Arm Strength and Pop Time

But If I try throwing harder, won’t my exchange time slow down?

Not quite.

Analyzing the relationship between these catchers’ arm strength and exchange times, we see a near-nil correlation between the two. In other words, there’s no reason to fear that training will impact the ability to excel in the other one. In addition, looking at descriptive statistics for sub-segments of our population of pitchers, there is no discernable difference in average exchange times between the hardest and the softest throwers.

Graph: A measure of the average exchange times for the noted time periods with their standard errors being noted as tick marks.

A t-test comparison between any of the potential pairings fails to yield significant results; the highest t value only reaches an absolute value of around 0.5 units and a subsequent p-value of 0.33.

Implications and Applications

Based on the breakdown and stats outlined above, there is an argument that catchers should emphasize developing arm strength at a similar level so that exchange technique is emphasized. And that is strictly from the standpoint of throwing out baserunners. Prioritizing arm strength, recovery, arm health, and proper throwing mechanics is extremely valuable for catchers as they throw a baseball more times during a game than any other position. Because of this, there should also be more of an emphasis placed on recovery, arm health, and proper throwing mechanics.

NOT All Catchers Are the Same

Individualizing development is still king. There is not a one-size-fits-all model for catcher development—and there probably never will be.
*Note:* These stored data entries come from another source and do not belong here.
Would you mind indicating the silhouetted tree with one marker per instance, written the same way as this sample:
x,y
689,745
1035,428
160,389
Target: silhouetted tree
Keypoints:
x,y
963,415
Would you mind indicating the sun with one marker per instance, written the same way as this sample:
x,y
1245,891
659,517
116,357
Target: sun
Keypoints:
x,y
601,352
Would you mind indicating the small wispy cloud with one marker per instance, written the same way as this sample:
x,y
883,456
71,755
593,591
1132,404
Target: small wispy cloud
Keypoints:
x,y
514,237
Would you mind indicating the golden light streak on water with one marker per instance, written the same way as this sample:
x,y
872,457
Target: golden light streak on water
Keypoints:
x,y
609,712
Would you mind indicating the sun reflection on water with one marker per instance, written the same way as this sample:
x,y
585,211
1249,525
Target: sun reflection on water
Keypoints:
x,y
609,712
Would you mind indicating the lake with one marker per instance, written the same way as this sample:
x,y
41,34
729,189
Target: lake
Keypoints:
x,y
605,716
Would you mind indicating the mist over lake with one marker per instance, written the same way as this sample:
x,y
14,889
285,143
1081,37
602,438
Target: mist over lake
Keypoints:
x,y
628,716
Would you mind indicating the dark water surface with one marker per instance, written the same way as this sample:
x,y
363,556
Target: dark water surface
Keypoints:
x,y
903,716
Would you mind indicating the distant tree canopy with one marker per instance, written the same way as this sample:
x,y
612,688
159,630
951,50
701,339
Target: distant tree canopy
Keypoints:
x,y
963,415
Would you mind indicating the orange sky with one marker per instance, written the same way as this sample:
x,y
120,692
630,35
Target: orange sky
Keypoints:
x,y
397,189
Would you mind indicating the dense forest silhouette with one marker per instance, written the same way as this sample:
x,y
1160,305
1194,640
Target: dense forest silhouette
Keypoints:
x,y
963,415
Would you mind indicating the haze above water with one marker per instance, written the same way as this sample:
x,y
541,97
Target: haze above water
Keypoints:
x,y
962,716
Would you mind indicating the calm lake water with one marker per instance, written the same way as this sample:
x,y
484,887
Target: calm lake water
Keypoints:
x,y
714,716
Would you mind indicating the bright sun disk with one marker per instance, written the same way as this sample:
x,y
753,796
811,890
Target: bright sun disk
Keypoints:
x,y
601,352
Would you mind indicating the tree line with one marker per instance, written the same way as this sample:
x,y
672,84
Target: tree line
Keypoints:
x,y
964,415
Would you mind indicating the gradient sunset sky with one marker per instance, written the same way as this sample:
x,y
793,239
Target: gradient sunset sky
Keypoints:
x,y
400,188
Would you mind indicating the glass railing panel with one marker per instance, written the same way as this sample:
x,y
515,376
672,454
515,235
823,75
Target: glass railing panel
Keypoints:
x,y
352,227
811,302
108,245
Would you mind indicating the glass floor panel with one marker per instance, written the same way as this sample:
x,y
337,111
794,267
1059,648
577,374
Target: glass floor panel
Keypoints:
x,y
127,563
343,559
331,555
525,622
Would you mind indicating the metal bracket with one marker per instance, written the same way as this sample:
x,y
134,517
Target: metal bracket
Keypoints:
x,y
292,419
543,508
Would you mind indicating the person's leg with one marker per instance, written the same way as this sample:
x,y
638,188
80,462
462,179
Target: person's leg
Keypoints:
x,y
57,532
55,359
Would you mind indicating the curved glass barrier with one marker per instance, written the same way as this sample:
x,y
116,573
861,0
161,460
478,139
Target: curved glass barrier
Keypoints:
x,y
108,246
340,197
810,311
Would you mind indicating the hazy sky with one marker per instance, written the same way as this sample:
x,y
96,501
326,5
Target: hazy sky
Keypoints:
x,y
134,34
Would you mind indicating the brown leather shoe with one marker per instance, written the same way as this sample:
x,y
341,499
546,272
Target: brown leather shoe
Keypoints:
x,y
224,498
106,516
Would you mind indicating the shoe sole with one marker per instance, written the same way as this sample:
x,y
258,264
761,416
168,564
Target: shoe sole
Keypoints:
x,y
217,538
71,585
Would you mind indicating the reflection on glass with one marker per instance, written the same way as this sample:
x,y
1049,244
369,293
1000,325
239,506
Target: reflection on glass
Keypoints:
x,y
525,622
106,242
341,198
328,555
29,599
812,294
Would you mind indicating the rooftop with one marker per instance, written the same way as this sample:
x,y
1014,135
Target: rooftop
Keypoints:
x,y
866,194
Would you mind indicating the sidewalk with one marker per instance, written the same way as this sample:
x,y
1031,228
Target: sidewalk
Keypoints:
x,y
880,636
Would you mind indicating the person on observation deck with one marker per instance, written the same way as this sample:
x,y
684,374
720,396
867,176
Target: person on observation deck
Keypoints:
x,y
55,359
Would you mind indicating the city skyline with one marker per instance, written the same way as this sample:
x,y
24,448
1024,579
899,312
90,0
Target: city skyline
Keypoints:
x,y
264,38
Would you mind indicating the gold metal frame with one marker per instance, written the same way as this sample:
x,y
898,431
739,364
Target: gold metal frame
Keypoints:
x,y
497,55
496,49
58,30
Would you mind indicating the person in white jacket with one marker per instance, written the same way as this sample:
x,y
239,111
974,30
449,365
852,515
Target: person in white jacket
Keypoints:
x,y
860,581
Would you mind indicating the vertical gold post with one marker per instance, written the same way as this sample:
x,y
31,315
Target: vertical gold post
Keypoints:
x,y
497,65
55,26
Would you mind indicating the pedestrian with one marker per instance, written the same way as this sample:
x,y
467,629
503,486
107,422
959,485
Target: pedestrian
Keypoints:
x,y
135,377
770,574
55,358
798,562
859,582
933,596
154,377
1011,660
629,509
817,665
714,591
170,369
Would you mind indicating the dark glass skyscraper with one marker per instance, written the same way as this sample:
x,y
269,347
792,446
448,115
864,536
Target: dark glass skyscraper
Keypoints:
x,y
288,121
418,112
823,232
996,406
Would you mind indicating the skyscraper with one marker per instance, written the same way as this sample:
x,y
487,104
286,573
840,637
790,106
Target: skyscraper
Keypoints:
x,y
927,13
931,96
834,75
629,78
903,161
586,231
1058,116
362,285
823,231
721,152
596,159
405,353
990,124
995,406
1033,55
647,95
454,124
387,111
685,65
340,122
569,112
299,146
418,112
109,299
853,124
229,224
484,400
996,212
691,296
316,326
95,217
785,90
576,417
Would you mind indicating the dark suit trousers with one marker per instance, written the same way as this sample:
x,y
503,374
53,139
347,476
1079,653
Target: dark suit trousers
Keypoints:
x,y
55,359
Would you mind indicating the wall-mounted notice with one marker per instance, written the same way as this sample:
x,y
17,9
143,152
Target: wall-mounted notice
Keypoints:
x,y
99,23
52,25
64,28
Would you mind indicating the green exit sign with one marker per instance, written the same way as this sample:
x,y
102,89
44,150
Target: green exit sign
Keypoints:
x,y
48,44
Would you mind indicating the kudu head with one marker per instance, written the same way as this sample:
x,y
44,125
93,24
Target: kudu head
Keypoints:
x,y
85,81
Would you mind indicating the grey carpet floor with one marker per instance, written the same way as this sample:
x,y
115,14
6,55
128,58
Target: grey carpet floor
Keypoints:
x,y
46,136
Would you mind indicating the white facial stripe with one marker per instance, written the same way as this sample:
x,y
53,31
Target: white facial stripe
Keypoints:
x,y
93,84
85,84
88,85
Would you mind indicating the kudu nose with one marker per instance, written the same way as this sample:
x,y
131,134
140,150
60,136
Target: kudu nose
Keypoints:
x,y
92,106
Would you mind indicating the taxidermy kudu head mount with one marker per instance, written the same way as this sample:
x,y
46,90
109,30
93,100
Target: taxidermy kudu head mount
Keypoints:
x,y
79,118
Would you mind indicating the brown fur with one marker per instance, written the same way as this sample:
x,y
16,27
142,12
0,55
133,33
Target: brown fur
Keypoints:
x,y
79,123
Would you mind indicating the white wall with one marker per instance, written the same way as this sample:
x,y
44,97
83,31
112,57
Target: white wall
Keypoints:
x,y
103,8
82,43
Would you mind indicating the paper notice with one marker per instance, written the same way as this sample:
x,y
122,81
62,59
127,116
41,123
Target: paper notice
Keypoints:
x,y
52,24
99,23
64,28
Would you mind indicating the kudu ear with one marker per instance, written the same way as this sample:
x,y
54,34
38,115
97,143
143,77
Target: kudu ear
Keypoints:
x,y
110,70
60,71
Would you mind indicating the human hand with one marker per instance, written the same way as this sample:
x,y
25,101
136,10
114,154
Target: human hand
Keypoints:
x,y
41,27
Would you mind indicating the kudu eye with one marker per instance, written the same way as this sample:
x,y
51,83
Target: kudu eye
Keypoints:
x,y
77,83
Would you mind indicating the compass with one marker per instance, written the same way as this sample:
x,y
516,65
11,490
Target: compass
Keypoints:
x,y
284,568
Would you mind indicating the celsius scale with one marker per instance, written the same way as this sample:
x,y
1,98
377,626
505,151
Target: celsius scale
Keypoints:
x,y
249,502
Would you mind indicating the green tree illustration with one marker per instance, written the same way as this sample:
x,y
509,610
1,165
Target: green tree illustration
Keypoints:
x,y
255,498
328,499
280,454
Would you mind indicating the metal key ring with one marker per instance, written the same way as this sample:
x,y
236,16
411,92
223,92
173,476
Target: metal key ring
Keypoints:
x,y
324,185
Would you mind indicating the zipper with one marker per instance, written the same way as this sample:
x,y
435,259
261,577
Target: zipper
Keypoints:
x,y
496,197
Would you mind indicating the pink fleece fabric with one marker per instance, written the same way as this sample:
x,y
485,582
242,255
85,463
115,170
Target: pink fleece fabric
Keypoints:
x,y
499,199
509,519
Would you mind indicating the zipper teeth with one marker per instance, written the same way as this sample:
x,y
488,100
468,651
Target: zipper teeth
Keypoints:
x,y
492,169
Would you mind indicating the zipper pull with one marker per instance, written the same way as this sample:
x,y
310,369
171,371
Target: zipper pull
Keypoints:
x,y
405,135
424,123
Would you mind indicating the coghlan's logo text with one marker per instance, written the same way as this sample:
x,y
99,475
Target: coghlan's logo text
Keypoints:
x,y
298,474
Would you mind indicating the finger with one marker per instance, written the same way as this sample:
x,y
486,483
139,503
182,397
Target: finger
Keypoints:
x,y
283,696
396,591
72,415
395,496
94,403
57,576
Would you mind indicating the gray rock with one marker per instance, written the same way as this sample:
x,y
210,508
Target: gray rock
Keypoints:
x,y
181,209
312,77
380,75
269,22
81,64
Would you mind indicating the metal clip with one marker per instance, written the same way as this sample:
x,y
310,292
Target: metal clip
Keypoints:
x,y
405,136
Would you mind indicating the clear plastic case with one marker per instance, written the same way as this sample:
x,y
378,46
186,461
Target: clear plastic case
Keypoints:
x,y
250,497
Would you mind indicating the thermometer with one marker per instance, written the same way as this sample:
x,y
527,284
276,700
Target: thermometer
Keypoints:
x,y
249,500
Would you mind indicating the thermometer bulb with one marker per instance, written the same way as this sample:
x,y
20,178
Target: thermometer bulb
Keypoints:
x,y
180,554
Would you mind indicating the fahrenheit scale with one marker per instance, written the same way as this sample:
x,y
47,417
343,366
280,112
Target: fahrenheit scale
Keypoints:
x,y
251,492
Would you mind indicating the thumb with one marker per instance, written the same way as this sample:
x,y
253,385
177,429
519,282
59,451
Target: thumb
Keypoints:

Understanding the breakdown of catcher pop time is valuable for coaches to target specific player’s weaknesses. A catcher with a cannon for an arm and poor exchange technique is in a spot where the majority of the focus should be on skill work aimed at reducing that exchange time. Alternatively, a catcher who comes into a program with elite transfer technique and an average-to-below average arm does not have very much room to improve and refine exchange time with further drill work. However, such a catcher may be in a great place to significantly improve pop time by prioritizing arm strength and implementing a program based around that.

Low-hanging fruit in sports analytics is becoming more and more scarce. Let’s take a moment to appreciate a fairly easy and simple revelation that taps into a baseball catcher’s ability to improve part of their game. While throwing hard might be the best determinant in throwing out runners on the basepath, throwing hard is not something that a catcher’s training program focuses on with appropriate weight.

This article was co-authored by Biomechanist Anthony Brady and Quantitative Analyst Alex Caravan.

Steve Park

Thanks for the doing the analysis and sharing this. My son who is a catcher and an emergency pitcher has been using your youth program for a few years now and I have no doubt that his sniper skills is a direct result of building arm strength. I look forward to Driveline’s catcher program


Really enjoyed this article as I’ve been doing catch to release times for 12 years and have found that most high level catchers will be .70 to .75. The best I’ve ever seen was .58. And of course, velo is the last piece of the pie. One has to be careful of increasing the exchange time to create more velo. What would a catcher do? If he adds a longer stride and a bit more length to the arm action to get the added velo, not enough time left to add say 5 to 6 more mph to make it worthwhile. Stronger arm within same exchange rate is the only option.

Scott Jarnac

Love what you guys do!! I’ve been analyzing SOFTBALL catchers pop times for about 7 years now, and everything that you said rings true in softball. What I’ve found is that exchange time and accuracy are the 2 major components of throwing out a player stealing in Softball. The faster girls run 2.68 – 2.75 1st to 2nd. My daughters pop averages 1.78. Her exchange averages .75 and flight time around a 1 second. The average pitcher gets the ball to her at average in .55 sec. A catcher throwing a 2 sec pop still has a great chance of throwing any runner out so long as the throw is accurate. What’s funny about girls. is that even though some can throw a ball overhand standing up in the high 60’s few seem to able to throw over 55 mph from behind the plate in a game. We spend a lot of time on exchange and throwing.